The Jhelum River

The Jhelum River

The Jhelum River is a river of west Kashmir and eastern Pakistan. It is the westernmost of the five rivers of Punjab, and passes through Srinager District. It is a tributary of the Indus River and has a total length of about 725 kilometres (450 mi).

Length 725 km (450 mi)
Countries India, Pakistan

History
The river Jhelum is called Vitastā in the Rigveda and Hydaspes by the ancient Greeks. The Vitastā (Sanskrit: वितस्ता, fem., also, Vetastā) is mentioned as one of the major rivers by the holy scriptures — the Rigveda.

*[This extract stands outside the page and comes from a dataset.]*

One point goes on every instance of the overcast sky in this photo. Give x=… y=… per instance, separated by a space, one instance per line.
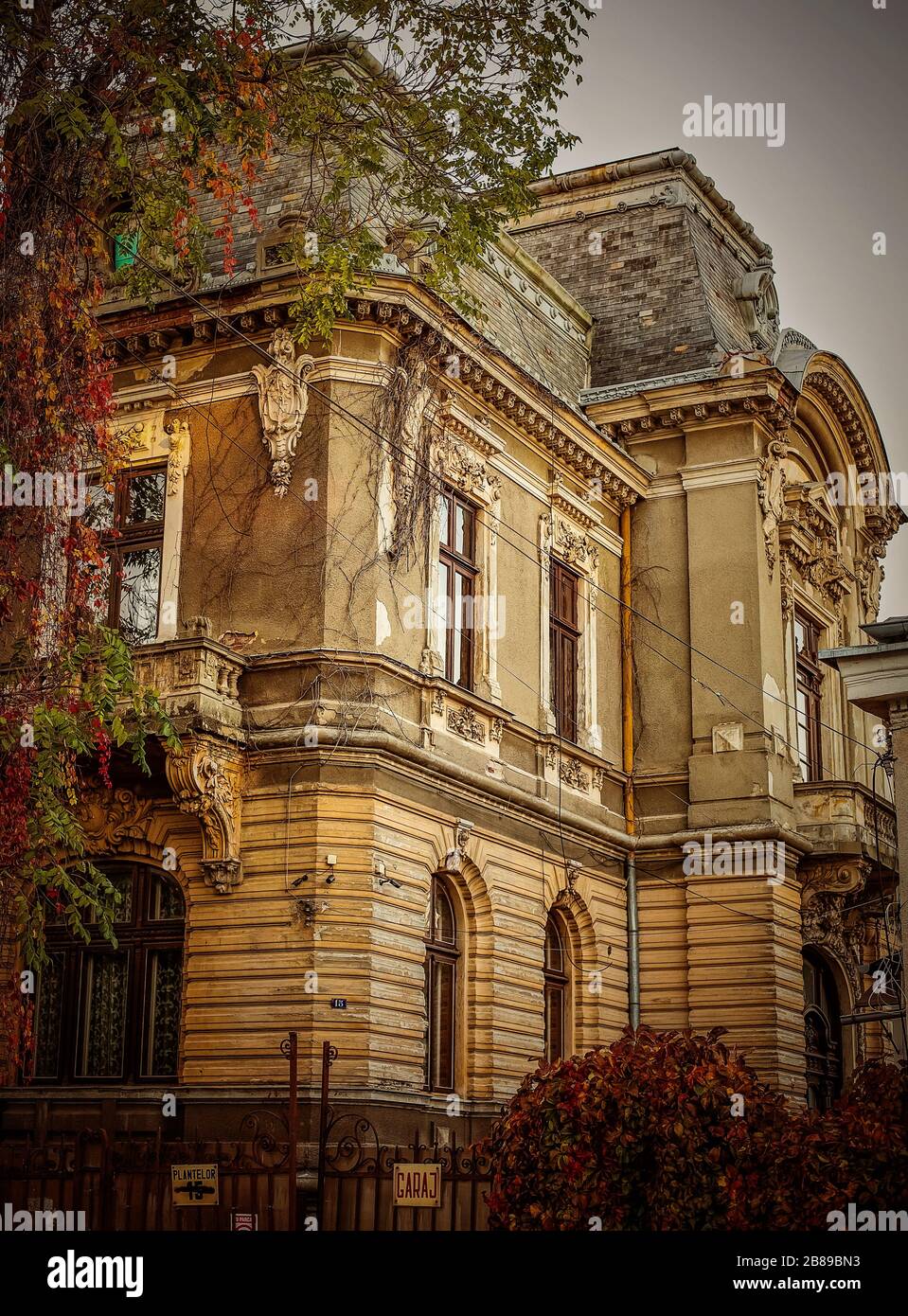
x=840 y=68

It has been speculated that the Vitastā must have been one of the seven rivers (sapta-sindhu) mentioned so many times in the Rigveda. The name survives in the Kashmiri name for this river as Vyeth. According to the major religious work Srimad Bhagavatam, the Vitastā is one of the many transcendental rivers flowing through land of Bharata, or ancient India.

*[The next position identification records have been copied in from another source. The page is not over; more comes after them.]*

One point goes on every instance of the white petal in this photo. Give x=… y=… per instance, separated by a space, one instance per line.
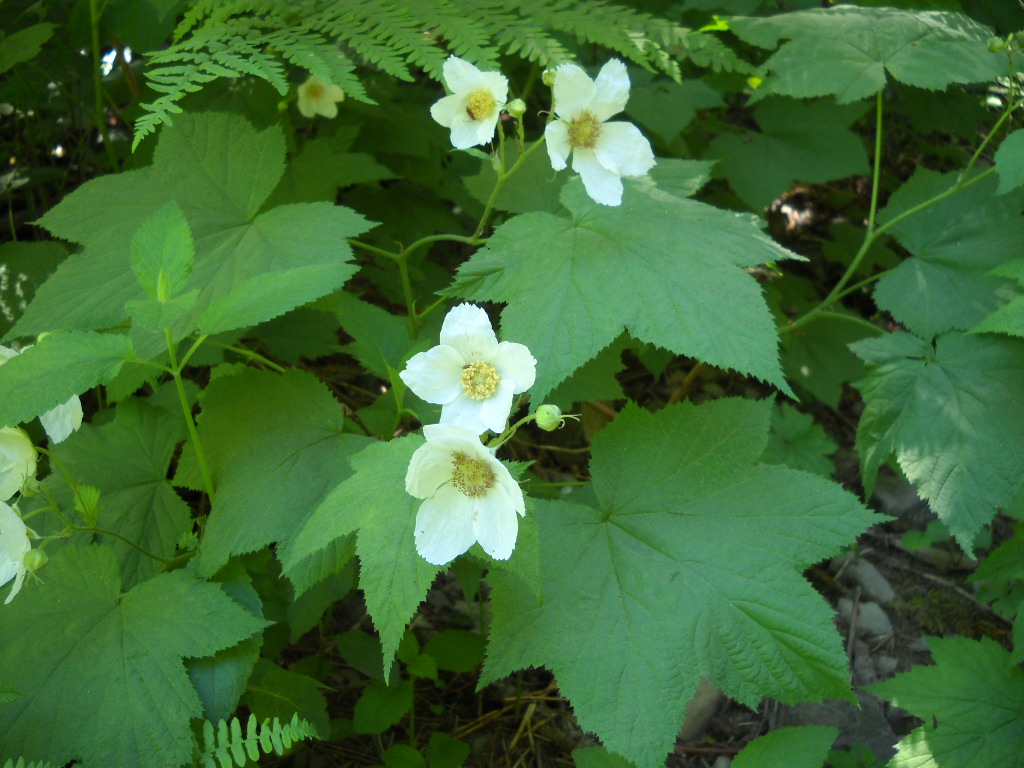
x=624 y=150
x=435 y=375
x=444 y=526
x=62 y=420
x=572 y=90
x=496 y=525
x=557 y=140
x=429 y=468
x=611 y=90
x=449 y=110
x=467 y=328
x=602 y=185
x=460 y=75
x=515 y=361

The river was regarded as a god by the ancient Greeks, as were most mountains and streams; the poet Nonnus in the Dionysiaca (section 26, line 350) makes the Hydaspes a titan-descended god, the son of the sea-god Thaumas and the cloud-goddess Elektra. He was the brother of Iris, the goddess of the rainbow, and half-brother to the Harpies, the snatching winds. Since the river is in a country foreign to the ancient Greeks, it is not clear whether they named the river after the god, or whether the god Hydaspes was named after the river. Alexander the Great and his army crossed the Jhelum in BC 326 at the Battle of the Hydaspes River where he defeated the Indian king, Porus. According to Arrian (Anabasis, 29), he built a city "on the spot whence he started to cross the river Hydaspes", which he named Bukephala (or Bucephala) to honour his famous horse Bukephalus or Bucephalus which was buried in Jalalpur Sharif. It is thought that ancient Bukephala was near the site of modern Jhelum City. According to a historian of Gujrat district, Mansoor Behzad Butt, Bukephalus was buried in Jalalpur Sharif, but the people of Mandi Bahauddin, a district close to Jehlum, believed that their tehsil Phalia was named after Bucephalus, Alexander's dead horse. They say that the name Phalia was the distortion of the word Bucephala. The waters of the Jhelum are allocated to Pakistan under the terms of the Indus Waters Treaty. India is working on a hydropower project on a tributary of Jhelum river to establish first-use rights on the river water over Pakistan as per the Indus Waters Treaty.

Dams and barrages
The river has rich power generation potential in India.Water control structures are being built as a result of the Indus Basin Project, including the following:

Mangla Dam, completed in 1967, is one of the largest earthfill dams in the world, with a storage capacity of 5,900,000 acre feet (7.3 km3)

Rasul Barrage, constructed in 1967, has a maximum flow of 850,000 ft³/s (24,000 m³/s).

Trimmu Barrage, constructed in 1939 some 20 km from Jhang Sadar at the confluence with the Chenab, has maximum discharge capacity of 645,000 ft³/s (18,000 m³/s).

Haranpur (Victoria Bridge) Constructed in 1933 Approximate 5 km from Malakwal near Chak Nizam Village. Its length is 1 km mainly used by Pakistan Railways but there is a passage for light vehicles, motorcycles, cycles and pedestrians at one side.

Uri Dam with 480 MW Hydro electric station is located in Jammu and Kashmir state.

Kishanganga Hydroelectric Plant 330 MW Hydro electric station is located in Jammu and Kashmir state.